The movie “Mass” starts and ends with the Christian hymn “Blessed Be the Tie That Binds.” It’s a slow, reassuring tune famous for its use in all three acts of “Our Town,” the classic American play about parents and children, why we go on living and what we leave behind when we die.
“Mass,” which premiered Saturday in the Sundance Film Festival, tackles all of those timeless topics, too, and I’d reckon the “Our Town” shoutout is purposeful from writer-director Fran Kranz. But his drama is also haunted by a modern plague the people of Grover’s Corners could scarcely imagine: school shootings.
Kranz’s poignant debut feature, which mostly takes place in one tense room around a folding table, knocks the wind right out of you and then lingers in your mind for hours, if not days.
Several years after 10 local high school students were murdered in a massacre, the mother and father of one victim and the parents of the gunman, who killed himself, meet face-to-face for the first time in a church basement, seeking some kind of closure.
It’s a brave premise, handled sympathetically by Kranz, that allows for a quartet of visceral performances that doesn’t come along every year. Heck, every five years.

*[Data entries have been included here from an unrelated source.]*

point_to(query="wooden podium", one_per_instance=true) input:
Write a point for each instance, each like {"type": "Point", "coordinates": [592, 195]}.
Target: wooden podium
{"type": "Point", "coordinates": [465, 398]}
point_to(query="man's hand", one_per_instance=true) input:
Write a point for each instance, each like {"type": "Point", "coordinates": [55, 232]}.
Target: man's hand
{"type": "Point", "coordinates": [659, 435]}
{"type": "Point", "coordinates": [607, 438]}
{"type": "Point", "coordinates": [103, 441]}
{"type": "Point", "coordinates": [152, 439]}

The parents of Evan, the victim, are Gail (Martha Plimpton) and Jay (Jason Isaacs). Gail can barely will herself to walk into the building at first, and she is determined to find out how the monster who killed her son was created. Were there early warning signs? Could it have been stopped?
Hayden’s mom Linda (Ann Dowd) and dad Richard (Reed Birney) not only lost their child on that awful day, but have been blamed over the years by many of the families of the students he killed. A lawsuit was filed against them. Could they have done more? Were they good parents? And the most heart-wrenching: Are they allowed to fondly remember their boy?
You see, Kranz has not attempted to coldly psychoanalyze a killer — Hollywood’s favorite thing to do — but instead suggests what the healing process might look like after living through a nightmare.
The first remark to really shake us up comes as the couples are sharing old photos, which their therapists have suggested. Gail hands one to Linda and says, “That’s the last Christmas.” Silence.
Later on, while talking about the unfathomable challenge of being the parents of a loathed murderer, Linda painfully confides, “The world mourned 10. We mourned 11.”
There are many such striking moments. Plimpton and Dowd’s relationship unpredictably switches over and over again, from professional to combative to conciliatory and back. Dowd, with a monk-like calmness suggesting years of self-reflection, is the adult in the room — until an unforgettable moment late in the film when everything changes. Plimpton begins as a fortress who’s unwilling to hear anything she doesn’t like, and gradually comes to realize she’s sitting across from two other humans who also lost a kid.
Neither actress is playing a British queen, or is smothered by prosthetics in a weighty epic — and I know it’s only January — but these women have given two of the best performances you’ll see all year.
Isaacs and Birney (who film audiences won’t recognize, but is a brilliant stage actor who wowed Broadway with “The Humans”) have more restrained roles. Their characters clearly feel they need to stay strong for their wives, not to mention their own masculine pride, so their occasional cracks are affecting.
Viewers, I’m sure, will be hesitant to watch “Mass” when it’s widely released. It confronts one of the ugliest stains on American life that frightens us on the news all too regularly and that we pray never happens again. But, more importantly, the film beautifully expresses humanity’s best aspects — our capacity to forgive and connect with the most unlikely of people.
As Emily says in “Our Town,” “Let’s look at one another.”